The day’s biggest surprise was delivered by Miami’s Danell Leyva, who won silver medals on the parallel bars and high bar just three months after a nasty bite by one his family’s American bulldogs left a gaping wound in his left calf, putting his Olympic prospects in jeopardy.

Leyva, who couldn’t walk for days as the wound slowly healed, was passed over for a spot on the Rio-bound men’s gymnastics team, named an alternate instead. But an injury to John Orozco created the opening just weeks before Opening Ceremonies.

With U.S. teammates urging him on from their seats at the opposite end of the arena, Leyva was a study in body control on parallel bars and stuck his landing to finish second to Oleg Verniaiev of Ukraine. Leyva was equally impressive on high bar, the circus-like show-stopper of men’s gymnastics, turning in the best performance his step-father and coach had ever seen.

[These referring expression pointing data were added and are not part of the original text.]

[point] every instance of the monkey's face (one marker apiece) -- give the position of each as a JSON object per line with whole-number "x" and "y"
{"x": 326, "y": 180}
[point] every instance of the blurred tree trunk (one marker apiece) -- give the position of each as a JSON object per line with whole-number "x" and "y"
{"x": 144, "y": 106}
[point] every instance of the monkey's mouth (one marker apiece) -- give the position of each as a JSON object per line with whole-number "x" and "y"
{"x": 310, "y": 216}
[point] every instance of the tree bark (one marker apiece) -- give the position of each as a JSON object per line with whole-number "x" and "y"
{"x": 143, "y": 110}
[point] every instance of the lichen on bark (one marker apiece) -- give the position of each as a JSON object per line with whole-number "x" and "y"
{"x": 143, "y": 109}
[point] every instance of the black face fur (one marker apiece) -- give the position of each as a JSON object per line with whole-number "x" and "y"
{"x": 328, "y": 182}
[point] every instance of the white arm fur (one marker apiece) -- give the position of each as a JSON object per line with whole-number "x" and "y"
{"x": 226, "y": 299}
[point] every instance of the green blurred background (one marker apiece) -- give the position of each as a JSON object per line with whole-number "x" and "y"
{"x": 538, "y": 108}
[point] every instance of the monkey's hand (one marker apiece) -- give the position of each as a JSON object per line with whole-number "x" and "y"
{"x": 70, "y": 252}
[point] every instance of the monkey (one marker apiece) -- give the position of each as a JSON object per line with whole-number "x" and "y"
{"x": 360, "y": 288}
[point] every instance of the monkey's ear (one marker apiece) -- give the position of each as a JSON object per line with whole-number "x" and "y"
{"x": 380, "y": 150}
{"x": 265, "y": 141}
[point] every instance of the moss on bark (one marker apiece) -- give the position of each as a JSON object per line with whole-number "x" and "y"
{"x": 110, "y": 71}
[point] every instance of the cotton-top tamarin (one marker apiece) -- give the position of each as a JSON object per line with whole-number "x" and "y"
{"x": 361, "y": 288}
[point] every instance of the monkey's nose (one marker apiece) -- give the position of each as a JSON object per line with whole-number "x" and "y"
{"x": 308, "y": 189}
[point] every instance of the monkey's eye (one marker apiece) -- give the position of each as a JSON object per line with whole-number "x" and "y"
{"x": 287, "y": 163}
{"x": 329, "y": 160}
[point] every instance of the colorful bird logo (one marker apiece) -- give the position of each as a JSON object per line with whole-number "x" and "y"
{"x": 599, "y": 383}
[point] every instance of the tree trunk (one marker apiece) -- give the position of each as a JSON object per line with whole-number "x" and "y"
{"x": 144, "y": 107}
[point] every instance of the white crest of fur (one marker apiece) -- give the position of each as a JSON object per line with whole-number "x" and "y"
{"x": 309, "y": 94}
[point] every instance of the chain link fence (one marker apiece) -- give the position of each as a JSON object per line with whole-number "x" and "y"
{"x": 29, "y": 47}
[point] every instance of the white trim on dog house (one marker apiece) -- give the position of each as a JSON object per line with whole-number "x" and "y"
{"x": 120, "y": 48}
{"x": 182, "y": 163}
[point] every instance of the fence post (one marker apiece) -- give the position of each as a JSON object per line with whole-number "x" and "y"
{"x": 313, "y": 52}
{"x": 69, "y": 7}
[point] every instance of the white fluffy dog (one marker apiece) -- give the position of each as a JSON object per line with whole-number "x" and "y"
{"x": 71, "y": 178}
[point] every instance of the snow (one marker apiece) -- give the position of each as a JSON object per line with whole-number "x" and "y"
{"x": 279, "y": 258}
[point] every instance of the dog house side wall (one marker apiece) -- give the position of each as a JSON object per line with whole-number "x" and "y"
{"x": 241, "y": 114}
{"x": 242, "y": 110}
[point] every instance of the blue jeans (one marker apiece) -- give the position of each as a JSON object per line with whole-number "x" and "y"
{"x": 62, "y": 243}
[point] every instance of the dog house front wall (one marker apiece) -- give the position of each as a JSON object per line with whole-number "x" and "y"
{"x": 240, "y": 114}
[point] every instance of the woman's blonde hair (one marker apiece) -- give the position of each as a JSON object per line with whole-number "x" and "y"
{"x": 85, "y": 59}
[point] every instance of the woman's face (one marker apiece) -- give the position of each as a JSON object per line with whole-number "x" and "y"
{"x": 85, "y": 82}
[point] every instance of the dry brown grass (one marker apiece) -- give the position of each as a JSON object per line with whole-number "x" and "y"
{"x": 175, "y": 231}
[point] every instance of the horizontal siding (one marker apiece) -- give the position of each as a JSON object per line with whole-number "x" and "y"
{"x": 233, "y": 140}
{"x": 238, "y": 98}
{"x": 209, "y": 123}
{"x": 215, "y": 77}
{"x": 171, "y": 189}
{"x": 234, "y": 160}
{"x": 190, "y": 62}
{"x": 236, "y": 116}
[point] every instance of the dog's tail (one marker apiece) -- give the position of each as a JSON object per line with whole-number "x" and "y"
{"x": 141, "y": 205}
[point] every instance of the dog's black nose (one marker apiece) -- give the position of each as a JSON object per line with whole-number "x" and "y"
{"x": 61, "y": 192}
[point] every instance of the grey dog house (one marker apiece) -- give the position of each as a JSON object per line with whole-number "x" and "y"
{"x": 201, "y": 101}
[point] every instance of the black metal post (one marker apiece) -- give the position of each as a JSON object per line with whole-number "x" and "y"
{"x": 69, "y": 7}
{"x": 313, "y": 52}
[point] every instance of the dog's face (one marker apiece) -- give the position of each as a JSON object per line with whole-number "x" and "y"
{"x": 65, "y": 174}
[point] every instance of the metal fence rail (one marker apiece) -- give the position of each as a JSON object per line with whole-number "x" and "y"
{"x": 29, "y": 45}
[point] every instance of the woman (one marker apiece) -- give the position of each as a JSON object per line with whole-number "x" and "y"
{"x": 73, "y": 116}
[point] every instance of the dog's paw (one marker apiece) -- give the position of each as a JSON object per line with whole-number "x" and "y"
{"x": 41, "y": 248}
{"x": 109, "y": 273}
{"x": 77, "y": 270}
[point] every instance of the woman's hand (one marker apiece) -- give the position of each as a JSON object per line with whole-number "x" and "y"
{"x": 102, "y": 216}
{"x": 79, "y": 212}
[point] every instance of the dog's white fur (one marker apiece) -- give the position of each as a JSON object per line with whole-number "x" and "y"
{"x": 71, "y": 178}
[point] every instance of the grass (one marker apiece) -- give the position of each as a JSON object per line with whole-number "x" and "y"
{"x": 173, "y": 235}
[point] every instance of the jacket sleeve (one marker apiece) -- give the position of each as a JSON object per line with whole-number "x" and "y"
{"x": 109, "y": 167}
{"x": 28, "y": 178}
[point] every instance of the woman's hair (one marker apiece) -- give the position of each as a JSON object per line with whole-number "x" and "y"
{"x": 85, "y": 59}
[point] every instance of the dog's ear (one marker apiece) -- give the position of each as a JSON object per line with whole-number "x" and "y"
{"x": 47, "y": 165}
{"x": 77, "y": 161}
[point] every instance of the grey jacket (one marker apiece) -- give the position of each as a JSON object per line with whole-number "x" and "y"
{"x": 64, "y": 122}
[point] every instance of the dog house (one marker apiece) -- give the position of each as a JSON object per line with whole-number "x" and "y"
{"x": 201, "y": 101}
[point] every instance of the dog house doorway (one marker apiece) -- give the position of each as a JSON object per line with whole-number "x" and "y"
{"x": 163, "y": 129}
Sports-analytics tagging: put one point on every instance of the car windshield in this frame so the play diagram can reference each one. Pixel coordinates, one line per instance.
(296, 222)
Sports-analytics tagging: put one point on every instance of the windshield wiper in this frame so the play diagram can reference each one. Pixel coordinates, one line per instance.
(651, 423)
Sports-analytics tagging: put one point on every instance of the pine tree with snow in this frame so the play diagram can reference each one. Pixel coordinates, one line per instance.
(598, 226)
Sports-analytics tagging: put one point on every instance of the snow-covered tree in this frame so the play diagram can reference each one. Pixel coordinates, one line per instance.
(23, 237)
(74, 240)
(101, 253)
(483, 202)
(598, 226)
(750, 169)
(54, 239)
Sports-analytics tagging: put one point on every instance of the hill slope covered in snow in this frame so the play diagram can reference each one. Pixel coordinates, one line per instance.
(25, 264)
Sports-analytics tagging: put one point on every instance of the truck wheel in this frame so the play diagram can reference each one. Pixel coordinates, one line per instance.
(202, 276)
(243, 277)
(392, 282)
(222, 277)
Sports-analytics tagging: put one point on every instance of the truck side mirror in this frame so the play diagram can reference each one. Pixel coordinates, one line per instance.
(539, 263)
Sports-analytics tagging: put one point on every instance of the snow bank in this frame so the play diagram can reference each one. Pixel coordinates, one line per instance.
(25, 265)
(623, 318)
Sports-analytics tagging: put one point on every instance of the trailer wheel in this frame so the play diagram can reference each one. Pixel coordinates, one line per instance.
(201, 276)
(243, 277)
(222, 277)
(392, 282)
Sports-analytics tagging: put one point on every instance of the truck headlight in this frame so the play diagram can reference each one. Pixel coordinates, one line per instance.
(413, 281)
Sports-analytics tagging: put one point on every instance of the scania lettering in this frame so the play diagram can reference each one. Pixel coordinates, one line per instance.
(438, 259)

“Nobody has a perfect day,” said Leyva, 24, “but I feel like this was as close to perfect as I possibly could have done… . You just have to believe within yourself that you can do more than what people expect.”

Much was expected from the U.S. women’s gymnastics team, which opened the Rio Olympics by clobbering its closest competitor, Russia, by eight points to claim a second consecutive team gold. With Biles leading the way, it concluded the Games with nine medals – more than any U.S. gymnastics team in history.

The U.S. men, shut out of team honors, collected three individual medals.

With her triumph on floor exercise, Biles took her place alongside just four other female gymnasts to win four golds in a single Olympics. And with a huge smile, she hopped onto the medal podium for perhaps the last time at an Olympics.

At 19, there is so much of life she wants to experience, having made the heart-rending decision at 14 to leave the public school she loved so she could train and compete like a champion-in-the-making. She is not expected to make her decision about returning for the 2020 Olympics for some time. If she decides against coming back, she could change her mind and reclaim her form, no doubt, with less than two years’ notice.

But Tuesday, she didn’t want to think about the long-term future.

“First, we’re going to have some fun!” Biles announced. “We might get to do some music-awards shows, walk the red carpet! We have a tour we’re all so excited about. And Aly and I have said we’re going to throw a huge pizza party once we land and watch the team finals.”

Biles had floor exercise gold wrapped up on her second tumbling pass, which included her signature double flip with her body fully extended. The scoring sheet declared her routine the most difficult staged, but Biles never let on, flipping through the air as if she were romping in a moon bounce at a birthday party, daring herself to fly higher each time.

She was in an orbit all her own Tuesday. And she took her final bow in Rio with nothing left to prove.